Выходит на Павла не подействовало то, что не имеет названия и входит в нас посредством носа, то, что толкнула гостя на необдуманный поступок. Возможно, выветрилось. Возможно, фантастически исчезло, как и все женские фантазии.
Продолжение: http://www.proza.ru/2016/06/12/1844
Глава четвёртая
Респектабельный мужчина с первого балкона стоя на нём, стал мёрзнуть. Смотреть нечего. Задвинули штору в окне напротив. Сама хозяйка сделала это. Но…. В квартире находились двое мужчин сразу. Перебор. Второго при заключительной сцене с закрыванием штор не было. Выходит не вернулся и разборок не будет. Как она его! Он даже не понял сначала, чего это мужик с пакетом прогнулся, и засмеялся, когда до него дошло. Что происходит сейчас за окнами предположить можно и скорее всего, так оно и есть. Мужчина в темноте улыбался своим мыслям. Молодость, молодость! Перебор на эту тему, может быть только в это время.
Представляем мужчину с первого балкона. Врач, хирург, онколог. Пятьдесят восемь лет для дам. На самом деле шестьдесят два. Полный, лысый по собственному желанию. С мясистым носом, полными губами, густыми бровями. Щёки просвечивают сосудистыми сине красными звездочками. В ухе серьга гвоздик с брильянтом, что бы ни сглазили.

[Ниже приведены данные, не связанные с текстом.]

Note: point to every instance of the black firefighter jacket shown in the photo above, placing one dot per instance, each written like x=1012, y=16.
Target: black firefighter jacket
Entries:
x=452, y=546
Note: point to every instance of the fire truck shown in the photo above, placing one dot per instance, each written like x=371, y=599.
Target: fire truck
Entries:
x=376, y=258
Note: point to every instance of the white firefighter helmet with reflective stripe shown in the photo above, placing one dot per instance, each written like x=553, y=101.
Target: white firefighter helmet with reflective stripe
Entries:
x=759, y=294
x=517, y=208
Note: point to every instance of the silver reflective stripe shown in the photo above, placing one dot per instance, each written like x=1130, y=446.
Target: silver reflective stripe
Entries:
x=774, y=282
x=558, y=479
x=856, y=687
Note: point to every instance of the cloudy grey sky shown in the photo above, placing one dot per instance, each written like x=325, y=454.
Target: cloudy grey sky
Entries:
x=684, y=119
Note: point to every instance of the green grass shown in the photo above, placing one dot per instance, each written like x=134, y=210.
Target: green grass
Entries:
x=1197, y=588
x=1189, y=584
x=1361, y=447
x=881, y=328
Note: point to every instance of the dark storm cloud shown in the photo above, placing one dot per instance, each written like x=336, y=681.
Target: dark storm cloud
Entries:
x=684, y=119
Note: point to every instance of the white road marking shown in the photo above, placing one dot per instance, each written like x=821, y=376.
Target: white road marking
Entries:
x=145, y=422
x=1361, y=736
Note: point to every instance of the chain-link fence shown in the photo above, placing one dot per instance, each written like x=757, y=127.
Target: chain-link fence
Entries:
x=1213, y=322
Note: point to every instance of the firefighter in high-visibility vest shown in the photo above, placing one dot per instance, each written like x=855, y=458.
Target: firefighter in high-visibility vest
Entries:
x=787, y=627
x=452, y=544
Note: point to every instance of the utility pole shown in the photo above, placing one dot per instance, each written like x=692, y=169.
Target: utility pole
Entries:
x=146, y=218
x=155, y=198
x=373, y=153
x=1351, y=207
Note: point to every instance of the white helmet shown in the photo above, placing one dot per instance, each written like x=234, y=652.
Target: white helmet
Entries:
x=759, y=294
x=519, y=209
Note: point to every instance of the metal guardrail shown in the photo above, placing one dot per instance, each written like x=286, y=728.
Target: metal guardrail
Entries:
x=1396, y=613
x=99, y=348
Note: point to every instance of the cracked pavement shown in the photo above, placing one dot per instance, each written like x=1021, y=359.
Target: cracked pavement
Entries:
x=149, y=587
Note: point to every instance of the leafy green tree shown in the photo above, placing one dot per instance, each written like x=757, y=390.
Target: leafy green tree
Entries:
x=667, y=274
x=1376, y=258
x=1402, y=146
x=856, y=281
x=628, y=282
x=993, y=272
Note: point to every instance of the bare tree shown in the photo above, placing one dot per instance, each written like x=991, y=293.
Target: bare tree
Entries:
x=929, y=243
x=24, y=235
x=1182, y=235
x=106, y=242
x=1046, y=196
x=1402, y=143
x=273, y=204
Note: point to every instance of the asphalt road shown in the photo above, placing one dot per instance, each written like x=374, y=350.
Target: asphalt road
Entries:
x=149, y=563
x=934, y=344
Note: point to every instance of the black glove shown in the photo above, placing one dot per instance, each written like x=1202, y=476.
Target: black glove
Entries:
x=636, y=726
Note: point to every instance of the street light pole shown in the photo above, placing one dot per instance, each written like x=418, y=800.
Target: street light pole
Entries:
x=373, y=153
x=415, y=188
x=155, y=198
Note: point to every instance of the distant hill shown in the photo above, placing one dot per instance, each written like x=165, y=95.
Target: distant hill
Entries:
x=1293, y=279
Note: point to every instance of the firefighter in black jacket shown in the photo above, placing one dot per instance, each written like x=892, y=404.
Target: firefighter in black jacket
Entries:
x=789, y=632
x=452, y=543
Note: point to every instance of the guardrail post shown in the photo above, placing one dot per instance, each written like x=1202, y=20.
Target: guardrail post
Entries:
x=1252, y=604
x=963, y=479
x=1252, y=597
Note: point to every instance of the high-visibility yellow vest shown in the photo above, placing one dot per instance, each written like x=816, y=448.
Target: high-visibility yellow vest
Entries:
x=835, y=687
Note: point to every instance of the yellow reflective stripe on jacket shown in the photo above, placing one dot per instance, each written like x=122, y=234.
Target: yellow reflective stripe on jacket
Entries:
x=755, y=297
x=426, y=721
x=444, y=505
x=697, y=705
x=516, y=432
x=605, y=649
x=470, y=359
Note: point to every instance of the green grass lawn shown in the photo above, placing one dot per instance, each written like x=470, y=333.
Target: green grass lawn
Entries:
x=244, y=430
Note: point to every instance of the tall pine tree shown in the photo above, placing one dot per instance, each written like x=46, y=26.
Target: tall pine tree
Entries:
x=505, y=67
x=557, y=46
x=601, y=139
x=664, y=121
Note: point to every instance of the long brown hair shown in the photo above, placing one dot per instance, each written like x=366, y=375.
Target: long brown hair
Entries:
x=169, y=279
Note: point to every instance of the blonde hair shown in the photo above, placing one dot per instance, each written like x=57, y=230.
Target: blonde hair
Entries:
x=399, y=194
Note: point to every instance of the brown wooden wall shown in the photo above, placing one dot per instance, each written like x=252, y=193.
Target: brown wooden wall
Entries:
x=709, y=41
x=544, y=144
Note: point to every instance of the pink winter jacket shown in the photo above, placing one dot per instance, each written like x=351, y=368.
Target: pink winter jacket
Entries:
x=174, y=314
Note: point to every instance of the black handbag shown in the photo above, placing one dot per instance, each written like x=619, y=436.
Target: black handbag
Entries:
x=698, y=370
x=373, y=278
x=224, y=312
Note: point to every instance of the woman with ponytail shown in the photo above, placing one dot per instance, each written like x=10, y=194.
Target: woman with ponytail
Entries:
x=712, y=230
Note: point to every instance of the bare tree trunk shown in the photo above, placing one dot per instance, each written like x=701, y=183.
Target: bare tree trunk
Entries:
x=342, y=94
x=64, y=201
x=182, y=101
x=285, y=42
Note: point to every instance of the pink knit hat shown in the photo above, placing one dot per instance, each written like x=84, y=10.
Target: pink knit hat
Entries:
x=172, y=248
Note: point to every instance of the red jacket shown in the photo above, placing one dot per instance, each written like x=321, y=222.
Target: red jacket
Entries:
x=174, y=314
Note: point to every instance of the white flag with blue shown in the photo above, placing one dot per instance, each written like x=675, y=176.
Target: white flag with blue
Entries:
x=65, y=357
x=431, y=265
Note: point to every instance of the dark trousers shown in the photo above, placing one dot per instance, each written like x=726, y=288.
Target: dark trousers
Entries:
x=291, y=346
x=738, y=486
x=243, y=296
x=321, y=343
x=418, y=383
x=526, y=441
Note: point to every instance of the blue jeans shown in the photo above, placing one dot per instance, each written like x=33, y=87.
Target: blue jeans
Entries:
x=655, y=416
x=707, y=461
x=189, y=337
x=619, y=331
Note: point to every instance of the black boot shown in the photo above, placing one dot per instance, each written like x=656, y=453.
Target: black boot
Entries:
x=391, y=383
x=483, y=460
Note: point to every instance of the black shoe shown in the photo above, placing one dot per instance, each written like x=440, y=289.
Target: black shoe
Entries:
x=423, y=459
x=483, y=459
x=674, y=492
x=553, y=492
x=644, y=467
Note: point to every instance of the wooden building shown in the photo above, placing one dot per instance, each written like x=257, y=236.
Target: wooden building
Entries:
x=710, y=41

Больной человек невольно переводит глаза на поблёскивающий гвоздик, чем прерывает своё пристальное внимание, сосредоточенное на враче. Какие глаза у онкологических больных догадаться не трудно, наполненные страхом и мольбой о помощи. А врач не Бог. Он ведёт лечение по ранее разработанным схемам. И только чутьё да опыт порой подсказывает небольшую и нужную коррекцию в уменьшении или увеличения доз в химии терапии и облучения. Хирургия для него сродни фотографии. Разрезал, посмотрел, как сфотографировал. Память феноменальная у мужчины врача. Полистал ранее сделанные снимки в голове, сравнил, сопоставил и сделал выводы на дальнейший ход операции. Сродни охотничьей собаки взял след и вперёд. Одинок хирург, а женат был всегда и часто. Все отношения с женщинами спешил узаконить, что бы дать каждой веру на свою любовь. Те верили и довольно хорошо себя чувствовали в его комфортных квартирах и домах первое время. Хирург знал толк в уюте. Каждый раз, новое гнездо блистало новинками в отделочных материалах и открытиями в дизайне. Каждое новое гнездо вереницей шли смотреть родственники, друзья и знакомые новой жены. Они то и заполняли день, давали новой жене общение. Она блистала перед ними дорогой посудой, винами и продуктами, и никогда им самим воочию. Муж был предан работе, как охотничий пёс хозяину. Влюблялись в хирурга, как правило, молодые сестрички и студентки, именно за талант, мастерство и преданность делу и больным. И был он Бог в их глазах и глазах больных всегда, когда как очередная самочка в гнезде начинала скучать и клеваться.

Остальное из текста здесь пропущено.